Il 3 luglio 2026, il TAR Liguria ha annullato la bocciatura di uno studente di scuola secondaria di primo grado escluso dall’ammissione alla classe successiva per aver superato il limite massimo di assenze consentite. La famiglia aveva presentato ricorso, documentando i gravi motivi di salute che avevano impedito la frequenza regolare del figlio.
I giudici amministrativi hanno chiarito che l’obbligo di frequenza stabilito dalla normativa non va interpretato in senso puramente matematico quando operano specifiche deroghe previste per patologie documentate. Nel caso esaminato, lo studente aveva conseguito un rendimento scolastico positivo, fornendo al consiglio di classe tutti gli elementi necessari per valutare la sua preparazione globale.
La sentenza sottolinea il contrasto tra il dato quantitativo delle assenze e la valutazione effettiva degli apprendimenti. Quando le assenze dipendono da condizioni di salute certificate e non dalla volontà dell’alunno, il mero conteggio dei giorni persi non può prevalere sulla verifica delle competenze acquisite e sulla tutela dei diritti fondamentali della persona.
Il bilanciamento tra obbligo di frequenza e diritto alla salute
Il Coordinamento Nazionale Docenti della disciplina dei Diritti Umani (CNDDU) è intervenuto sulla sentenza ligure, evidenziando la portata del caso. Il presidente Romano Pesavento ha dichiarato: “La vicenda esaminata dal TAR Liguria evidenzia una questione destinata ad assumere rilievo crescente nel sistema educativo italiano“.
L’associazione sottolinea come le istituzioni scolastiche debbano rimuovere gli ostacoli alla crescita degli allievi, bilanciando il diritto all’istruzione e la tutela della salute. Questo equilibrio diventa fondamentale quando l’assenza dalle lezioni non dipende dalla volontà dello studente, garantendo il principio di uguaglianza nell’accesso all’istruzione.

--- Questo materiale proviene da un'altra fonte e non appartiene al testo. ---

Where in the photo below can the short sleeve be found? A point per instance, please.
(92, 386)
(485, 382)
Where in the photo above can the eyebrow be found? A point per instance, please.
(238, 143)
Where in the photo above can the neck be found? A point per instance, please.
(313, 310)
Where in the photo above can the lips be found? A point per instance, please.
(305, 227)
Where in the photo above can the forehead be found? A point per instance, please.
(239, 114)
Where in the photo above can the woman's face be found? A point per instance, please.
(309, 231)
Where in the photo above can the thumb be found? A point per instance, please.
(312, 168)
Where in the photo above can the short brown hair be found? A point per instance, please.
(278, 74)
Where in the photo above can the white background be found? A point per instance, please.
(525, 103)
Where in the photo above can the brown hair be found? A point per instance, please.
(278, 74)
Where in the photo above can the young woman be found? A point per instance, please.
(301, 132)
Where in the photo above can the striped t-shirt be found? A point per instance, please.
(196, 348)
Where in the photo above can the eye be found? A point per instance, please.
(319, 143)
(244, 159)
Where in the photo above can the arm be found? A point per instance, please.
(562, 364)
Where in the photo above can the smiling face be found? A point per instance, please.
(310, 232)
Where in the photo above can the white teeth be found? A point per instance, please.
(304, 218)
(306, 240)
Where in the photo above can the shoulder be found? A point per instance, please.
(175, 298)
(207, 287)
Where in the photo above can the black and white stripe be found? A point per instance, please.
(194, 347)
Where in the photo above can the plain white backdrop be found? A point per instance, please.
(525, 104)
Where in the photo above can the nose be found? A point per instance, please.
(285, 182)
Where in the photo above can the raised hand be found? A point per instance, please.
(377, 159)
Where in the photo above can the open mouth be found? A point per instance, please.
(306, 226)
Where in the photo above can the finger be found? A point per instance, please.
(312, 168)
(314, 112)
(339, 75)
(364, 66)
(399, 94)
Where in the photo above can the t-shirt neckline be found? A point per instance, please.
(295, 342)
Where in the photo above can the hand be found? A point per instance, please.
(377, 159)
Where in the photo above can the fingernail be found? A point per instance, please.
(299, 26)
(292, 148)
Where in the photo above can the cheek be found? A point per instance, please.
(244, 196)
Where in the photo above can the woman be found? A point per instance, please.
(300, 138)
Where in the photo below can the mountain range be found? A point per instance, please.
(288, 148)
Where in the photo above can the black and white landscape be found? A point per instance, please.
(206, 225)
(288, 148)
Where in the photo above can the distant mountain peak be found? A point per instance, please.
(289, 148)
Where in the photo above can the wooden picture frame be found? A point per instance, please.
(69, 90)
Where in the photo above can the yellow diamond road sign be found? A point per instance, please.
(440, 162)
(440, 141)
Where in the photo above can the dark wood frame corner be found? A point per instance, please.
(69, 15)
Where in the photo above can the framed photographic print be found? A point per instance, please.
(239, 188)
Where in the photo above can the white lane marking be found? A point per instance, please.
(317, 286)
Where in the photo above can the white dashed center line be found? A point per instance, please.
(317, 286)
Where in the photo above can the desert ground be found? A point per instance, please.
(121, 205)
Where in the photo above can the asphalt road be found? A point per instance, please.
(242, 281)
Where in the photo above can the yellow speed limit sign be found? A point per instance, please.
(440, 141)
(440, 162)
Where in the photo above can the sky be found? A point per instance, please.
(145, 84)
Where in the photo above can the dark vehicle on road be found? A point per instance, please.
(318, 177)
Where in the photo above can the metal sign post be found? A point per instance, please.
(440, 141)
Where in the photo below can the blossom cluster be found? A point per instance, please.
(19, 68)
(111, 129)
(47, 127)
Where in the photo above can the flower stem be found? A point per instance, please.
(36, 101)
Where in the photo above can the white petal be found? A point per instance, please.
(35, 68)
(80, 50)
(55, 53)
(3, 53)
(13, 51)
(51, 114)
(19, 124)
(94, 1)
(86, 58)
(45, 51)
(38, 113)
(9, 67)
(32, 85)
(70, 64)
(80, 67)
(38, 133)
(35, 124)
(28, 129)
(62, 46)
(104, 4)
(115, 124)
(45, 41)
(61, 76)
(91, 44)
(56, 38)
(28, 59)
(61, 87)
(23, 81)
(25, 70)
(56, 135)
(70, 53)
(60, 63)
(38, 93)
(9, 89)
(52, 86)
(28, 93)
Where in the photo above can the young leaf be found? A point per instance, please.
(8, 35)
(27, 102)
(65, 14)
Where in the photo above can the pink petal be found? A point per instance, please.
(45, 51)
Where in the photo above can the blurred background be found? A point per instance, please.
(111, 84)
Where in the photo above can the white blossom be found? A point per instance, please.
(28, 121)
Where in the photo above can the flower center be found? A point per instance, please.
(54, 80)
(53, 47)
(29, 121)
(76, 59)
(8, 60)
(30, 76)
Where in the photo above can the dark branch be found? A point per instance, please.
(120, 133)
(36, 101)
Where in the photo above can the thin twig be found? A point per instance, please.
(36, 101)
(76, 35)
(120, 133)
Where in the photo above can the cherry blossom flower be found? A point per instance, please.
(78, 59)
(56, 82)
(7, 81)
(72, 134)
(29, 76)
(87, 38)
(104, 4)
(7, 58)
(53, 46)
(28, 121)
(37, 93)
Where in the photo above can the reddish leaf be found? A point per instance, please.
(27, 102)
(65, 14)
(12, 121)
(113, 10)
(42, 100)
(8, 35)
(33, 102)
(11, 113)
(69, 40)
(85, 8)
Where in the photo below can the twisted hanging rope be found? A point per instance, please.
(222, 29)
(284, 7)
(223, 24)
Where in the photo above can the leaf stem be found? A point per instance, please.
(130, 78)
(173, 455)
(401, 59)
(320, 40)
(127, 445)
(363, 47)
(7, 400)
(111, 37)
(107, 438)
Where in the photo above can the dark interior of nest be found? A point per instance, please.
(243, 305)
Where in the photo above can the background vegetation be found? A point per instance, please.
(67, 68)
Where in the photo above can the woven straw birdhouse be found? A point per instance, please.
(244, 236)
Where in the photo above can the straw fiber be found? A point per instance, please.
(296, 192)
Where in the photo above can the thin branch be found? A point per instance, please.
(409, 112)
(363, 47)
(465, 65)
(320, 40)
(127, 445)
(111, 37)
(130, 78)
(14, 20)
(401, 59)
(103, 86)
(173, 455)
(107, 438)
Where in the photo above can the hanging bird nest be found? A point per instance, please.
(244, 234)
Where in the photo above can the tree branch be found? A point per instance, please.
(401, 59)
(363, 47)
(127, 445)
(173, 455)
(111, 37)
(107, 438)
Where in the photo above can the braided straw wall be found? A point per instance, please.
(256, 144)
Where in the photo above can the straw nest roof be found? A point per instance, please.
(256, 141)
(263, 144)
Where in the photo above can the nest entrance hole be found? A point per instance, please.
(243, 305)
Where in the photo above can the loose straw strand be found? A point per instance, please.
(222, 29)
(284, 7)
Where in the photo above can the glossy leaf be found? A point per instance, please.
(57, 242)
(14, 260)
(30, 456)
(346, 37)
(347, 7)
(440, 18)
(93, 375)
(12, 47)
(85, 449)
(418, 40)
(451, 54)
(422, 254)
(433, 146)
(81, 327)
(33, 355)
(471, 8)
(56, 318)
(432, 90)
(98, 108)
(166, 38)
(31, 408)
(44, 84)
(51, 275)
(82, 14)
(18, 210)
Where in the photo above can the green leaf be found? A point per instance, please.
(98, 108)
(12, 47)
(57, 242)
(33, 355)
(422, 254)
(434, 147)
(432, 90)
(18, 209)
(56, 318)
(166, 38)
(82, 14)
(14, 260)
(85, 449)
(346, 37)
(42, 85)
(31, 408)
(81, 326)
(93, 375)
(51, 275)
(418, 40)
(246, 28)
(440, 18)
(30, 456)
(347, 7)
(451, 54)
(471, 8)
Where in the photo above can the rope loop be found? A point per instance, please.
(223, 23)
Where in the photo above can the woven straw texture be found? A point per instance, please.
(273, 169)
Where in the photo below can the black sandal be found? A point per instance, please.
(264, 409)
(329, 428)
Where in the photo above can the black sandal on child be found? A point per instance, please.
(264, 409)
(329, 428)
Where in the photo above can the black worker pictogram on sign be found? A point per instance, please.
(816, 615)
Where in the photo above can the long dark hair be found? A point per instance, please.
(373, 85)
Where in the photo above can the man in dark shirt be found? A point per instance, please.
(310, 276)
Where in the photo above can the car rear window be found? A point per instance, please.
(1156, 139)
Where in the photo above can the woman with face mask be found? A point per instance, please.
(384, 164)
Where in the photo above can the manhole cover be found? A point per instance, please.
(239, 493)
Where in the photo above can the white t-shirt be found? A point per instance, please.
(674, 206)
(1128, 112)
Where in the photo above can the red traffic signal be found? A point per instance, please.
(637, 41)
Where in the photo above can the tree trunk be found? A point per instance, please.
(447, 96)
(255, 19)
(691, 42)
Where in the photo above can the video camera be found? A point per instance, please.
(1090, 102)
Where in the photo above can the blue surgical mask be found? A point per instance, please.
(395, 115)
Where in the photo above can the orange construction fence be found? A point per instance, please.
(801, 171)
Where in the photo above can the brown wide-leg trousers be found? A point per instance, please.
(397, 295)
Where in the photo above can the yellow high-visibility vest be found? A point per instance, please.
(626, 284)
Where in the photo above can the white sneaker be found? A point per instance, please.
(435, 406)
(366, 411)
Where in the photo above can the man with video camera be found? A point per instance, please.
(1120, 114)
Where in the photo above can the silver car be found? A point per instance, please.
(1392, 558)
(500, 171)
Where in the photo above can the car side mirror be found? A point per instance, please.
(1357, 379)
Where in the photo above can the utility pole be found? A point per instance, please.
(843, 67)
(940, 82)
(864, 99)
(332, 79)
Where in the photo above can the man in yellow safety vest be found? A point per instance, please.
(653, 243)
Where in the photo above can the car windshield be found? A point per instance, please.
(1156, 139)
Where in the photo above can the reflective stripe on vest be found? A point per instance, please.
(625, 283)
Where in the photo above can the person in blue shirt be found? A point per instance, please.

Pesavento ha aggiunto: “Le condizioni di fragilità sanitaria e psicologica non rappresentano più situazioni eccezionali, bensì una componente strutturale della realtà scolastica contemporanea“. Disturbi d’ansia e pressioni psicologiche pesano sempre più sui ragazzi, rendendo necessario superare la semplice conta matematica delle assenze per valutare il percorso complessivo dell’allievo.
La richiesta del CNDDU: linee guida nazionali e protocolli condivisi
Il Coordinamento Nazionale Docenti della disciplina dei Diritti Umani si è rivolto al Ministero dell’Istruzione e del Merito chiedendo la redazione di linee guida nazionali che uniformino i criteri di applicazione delle deroghe al limite di assenze per motivi di salute. L’obiettivo è creare protocolli condivisi tra istituti, famiglie e servizi sanitari territoriali, così da garantire valutazioni più trasparenti e coerenti.
L’associazione avverte che disturbi d’ansia e pressioni psicologiche pesano in misura crescente sui ragazzi. Il presidente Pesavento ha precisato: “Quando il dato quantitativo prevale sull’accertamento effettivo degli apprendimenti e sulla concreta tutela della persona, il rischio è che la malattia finisca per assumere un improprio valore selettivo“.
Limitarsi a contare i giorni di assenza in presenza di un quadro clinico documentato rischia di creare danni educativi profondi. Per questa ragione occorre sviluppare modelli valutativi che uniscano competenze sanitarie, pedagogiche e psicologiche, andando oltre la semplice presenza fisica in aula e considerando il percorso complessivo dell’allievo.
Le implicazioni per scuole e famiglie
Il caso esaminato dal TAR Liguria evidenzia l’importanza di documentare in modo chiaro e completo i motivi di salute che impediscono la frequenza scolastica. La sentenza sottolinea inoltre come la valutazione degli studenti debba considerare il rendimento complessivo e non limitarsi al semplice calcolo delle assenze.
Con l’adozione di linee guida nazionali, le valutazioni potrebbero risultare più trasparenti e coerenti tra i diversi istituti, riducendo il rischio di contenziosi. La scuola è chiamata a esercitare una discrezionalità tecnica capace di coniugare rigore giuridico, responsabilità educativa e tutela dei diritti fondamentali, garantendo a ogni studente un approccio equo e rispettoso delle proprie condizioni.